Foto: Markus Bernath

Westnordwest geht die Fahrt, eineinhalb Stunden mit dem Bus bis ans Ende von Istanbul. Dort ist Başakşehir-4, die "Kornähren-Stadt", der jüngste Ausläufer der türkischen Metropole, die unaufhörlich wächst. Fatih Toygun hat tatsächlich noch ein leeres Feld vor dem Haus. Es gehört dem türkischen Militär, und seine Moschee kann er vom Balkon aus sehen. Ein kleines erdfarbenes Gebetshaus mit moderner Glasfront und dem Minaretttürmchen der alten anatolischen Moscheen, nicht der übliche Betonkuppel-Einheitsbau von Toki, des staatlichen Baukonzerns, der die Türkei landauf landab zupflastert.

"Es gibt keinen Unterschied zwischen der Arbeit hier und dort", überlegt Toygun, der junge Imam, an einem Abend auf seinem Balkon, links das Feld, geradeaus die Moschee. "Hier ist nur mein Land und dort sind wir eine Minderheit." Aber das ist schon das ganze Problem.
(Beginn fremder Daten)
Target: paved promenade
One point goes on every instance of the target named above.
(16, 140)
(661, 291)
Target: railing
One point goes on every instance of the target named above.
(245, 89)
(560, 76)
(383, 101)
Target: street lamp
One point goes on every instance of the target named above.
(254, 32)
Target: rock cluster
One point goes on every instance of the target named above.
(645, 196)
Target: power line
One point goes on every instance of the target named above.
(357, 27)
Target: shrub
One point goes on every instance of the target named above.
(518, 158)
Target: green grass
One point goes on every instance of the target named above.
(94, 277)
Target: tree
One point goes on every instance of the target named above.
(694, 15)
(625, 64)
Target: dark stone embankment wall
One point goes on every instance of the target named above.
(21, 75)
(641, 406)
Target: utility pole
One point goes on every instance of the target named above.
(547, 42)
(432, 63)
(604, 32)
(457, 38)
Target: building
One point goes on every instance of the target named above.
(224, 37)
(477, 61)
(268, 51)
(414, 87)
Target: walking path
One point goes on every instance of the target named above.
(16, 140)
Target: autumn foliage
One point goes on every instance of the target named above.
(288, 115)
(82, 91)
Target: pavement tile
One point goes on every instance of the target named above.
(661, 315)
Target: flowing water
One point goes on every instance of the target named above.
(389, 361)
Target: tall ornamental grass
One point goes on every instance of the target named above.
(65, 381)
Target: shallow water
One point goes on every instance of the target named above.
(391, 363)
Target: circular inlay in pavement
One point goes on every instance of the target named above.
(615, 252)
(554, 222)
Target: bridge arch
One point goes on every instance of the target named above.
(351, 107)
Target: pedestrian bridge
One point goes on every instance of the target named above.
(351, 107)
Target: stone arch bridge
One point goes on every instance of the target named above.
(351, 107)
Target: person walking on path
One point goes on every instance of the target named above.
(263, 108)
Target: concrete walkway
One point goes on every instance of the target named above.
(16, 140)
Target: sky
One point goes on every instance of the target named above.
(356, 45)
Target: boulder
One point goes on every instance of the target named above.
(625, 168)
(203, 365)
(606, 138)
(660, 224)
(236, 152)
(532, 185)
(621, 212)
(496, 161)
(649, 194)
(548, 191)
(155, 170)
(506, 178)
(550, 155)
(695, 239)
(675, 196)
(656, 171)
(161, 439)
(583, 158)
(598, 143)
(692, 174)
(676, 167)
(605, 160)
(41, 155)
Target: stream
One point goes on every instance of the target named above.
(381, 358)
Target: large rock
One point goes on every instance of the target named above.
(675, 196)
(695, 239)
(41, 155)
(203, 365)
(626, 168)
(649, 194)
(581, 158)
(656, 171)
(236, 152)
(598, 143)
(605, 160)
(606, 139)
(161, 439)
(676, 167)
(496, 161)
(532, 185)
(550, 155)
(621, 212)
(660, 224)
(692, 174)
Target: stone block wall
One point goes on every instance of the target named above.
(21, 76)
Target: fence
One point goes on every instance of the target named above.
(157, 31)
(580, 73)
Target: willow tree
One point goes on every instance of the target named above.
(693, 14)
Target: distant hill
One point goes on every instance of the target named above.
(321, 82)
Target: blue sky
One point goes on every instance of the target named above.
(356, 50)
Die kleine Idylle am Stadtrand tauscht er bald gegen den 16. Bezirk in Wien ein. Dann muss der Imam von Başakşehir in den Keller, wo die Moscheen in Österreich gewöhnlich verräumt werden. Und zum Gebet kann der 33-Jährige natürlich nicht mehr aufrufen, nicht wie hier, jetzt im Sommer um Viertel vor sechs am Morgen zum ersten Mal, nachts nach zehn Uhr ein letztes Mal. Es ist, wie einem Priester die Kirchenglocke wegnehmen oder das Singen verbieten. Das sagt Toygun nicht, und auch nicht, dass in Istanbul die Glocken der griechisch-orthodoxen und der katholischen Kirchen läuten, je nach Stadtteil morgens wie abends und mehrmals in der Woche. Nur dass es schön wäre, wenn er in Wien wenigstens am Freitag zum Mikrofon greifen dürfte - "meine persönliche Meinung."

Brücke zwischen Ländern

Toygun ist einer von acht Imamen aus der Türkei, die in diesem September ihre Arbeit in Österreich aufnehmen. Fünf Jahre bleiben sie, abgesandt und bezahlt von der türkischen Religionsbehörde Diyanet. "Als Religionsbeauftragte haben Sie eine besondere Brückenfunktion zwischen Ihren Gemeinden und der österreichischen Gesellschaft, zwischen der Türkei und Österreich", hatte Botschafter Klaus Wölfer gesagt, als er die Imame Anfang des Monats in Ankara verabschiedet hatte.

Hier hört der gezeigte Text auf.